Jobs to Be Done (JTBD) is a framework for understanding why customers buy or use a product. Instead of describing customers by demographics or features they request, JTBD describes the progress they are trying to make — the “job” they hire a product to do.
The classic example, from Clayton Christensen, is a fast-food chain studying milkshake sales. The job customers were hiring the milkshake for was making a long, dull morning commute more interesting and keeping them full until lunch. Once that job was visible, the design choices became obvious — make the shake thicker so it lasts longer, sell it from a drive-through so it is fast, and stop competing with breakfast pastries that customers were clearly rejecting for the same role.
The shape of a job statement
When [a situation], I want to [motivation], so I can [expected outcome].
For example: “When I’m leading a kickoff with a new client, I want to align everyone on what we’re building, so I can avoid scope arguments later."
That statement is product-agnostic.
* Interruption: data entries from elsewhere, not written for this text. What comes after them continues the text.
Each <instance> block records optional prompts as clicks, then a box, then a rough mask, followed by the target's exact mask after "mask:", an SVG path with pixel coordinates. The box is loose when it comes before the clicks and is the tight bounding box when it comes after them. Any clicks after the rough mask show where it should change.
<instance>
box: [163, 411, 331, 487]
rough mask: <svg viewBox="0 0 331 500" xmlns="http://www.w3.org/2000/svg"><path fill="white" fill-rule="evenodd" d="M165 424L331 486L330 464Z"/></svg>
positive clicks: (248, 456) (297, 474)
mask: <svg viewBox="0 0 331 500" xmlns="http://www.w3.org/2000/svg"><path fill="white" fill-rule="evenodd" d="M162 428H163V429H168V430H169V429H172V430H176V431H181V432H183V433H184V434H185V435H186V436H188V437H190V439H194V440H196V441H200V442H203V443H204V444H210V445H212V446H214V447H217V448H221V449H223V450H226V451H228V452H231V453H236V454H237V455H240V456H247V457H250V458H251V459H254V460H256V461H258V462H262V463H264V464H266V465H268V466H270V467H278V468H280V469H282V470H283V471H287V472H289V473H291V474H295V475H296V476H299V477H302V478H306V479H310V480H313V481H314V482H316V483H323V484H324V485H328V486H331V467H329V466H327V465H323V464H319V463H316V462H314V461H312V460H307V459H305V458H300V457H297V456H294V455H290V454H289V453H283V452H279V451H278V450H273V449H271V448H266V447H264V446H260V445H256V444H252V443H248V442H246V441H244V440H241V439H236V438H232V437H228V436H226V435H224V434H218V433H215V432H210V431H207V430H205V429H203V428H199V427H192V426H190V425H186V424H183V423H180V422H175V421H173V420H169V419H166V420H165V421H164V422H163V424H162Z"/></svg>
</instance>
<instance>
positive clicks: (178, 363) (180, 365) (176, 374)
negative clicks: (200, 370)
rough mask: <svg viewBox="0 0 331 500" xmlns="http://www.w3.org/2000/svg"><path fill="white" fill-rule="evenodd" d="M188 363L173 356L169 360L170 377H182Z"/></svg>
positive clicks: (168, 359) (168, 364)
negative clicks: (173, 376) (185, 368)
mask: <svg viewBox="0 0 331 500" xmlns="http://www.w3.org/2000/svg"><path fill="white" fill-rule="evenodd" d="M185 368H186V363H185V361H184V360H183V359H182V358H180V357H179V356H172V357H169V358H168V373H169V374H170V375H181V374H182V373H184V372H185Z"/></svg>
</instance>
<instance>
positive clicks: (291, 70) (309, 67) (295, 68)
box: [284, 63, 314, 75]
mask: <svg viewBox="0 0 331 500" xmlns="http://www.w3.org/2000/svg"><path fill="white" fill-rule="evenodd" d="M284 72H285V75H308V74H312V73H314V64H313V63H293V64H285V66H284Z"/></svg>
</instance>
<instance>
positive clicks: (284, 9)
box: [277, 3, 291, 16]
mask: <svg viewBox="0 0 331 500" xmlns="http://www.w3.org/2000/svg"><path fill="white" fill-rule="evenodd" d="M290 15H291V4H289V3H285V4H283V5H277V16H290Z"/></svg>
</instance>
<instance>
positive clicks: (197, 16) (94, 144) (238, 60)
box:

A whiteboard, a slide deck and a story mapping tool could all be hired for that job — and JTBD asks why someone would hire one over the others.
Why teams use JTBD
- It clarifies competition — your real competitors are everything someone could hire for the same job, not just other products in your category.
- It survives feature changes — jobs are stable even as products evolve.
- It pairs well with personas and customer journeys, providing the motivation that personas and journeys can lack.
- It anchors prioritisation in customer outcomes rather than internal opinion.
Common pitfalls
- Confusing tasks with jobs. “Click the export button” is a task. “Get this plan into the format my client expects” is a job.
- Writing jobs that are really feature requests in disguise — “I want to filter by tag” is not a job; it is a solution.
- Stopping at one job statement when a single product is hired for several different jobs by different segments.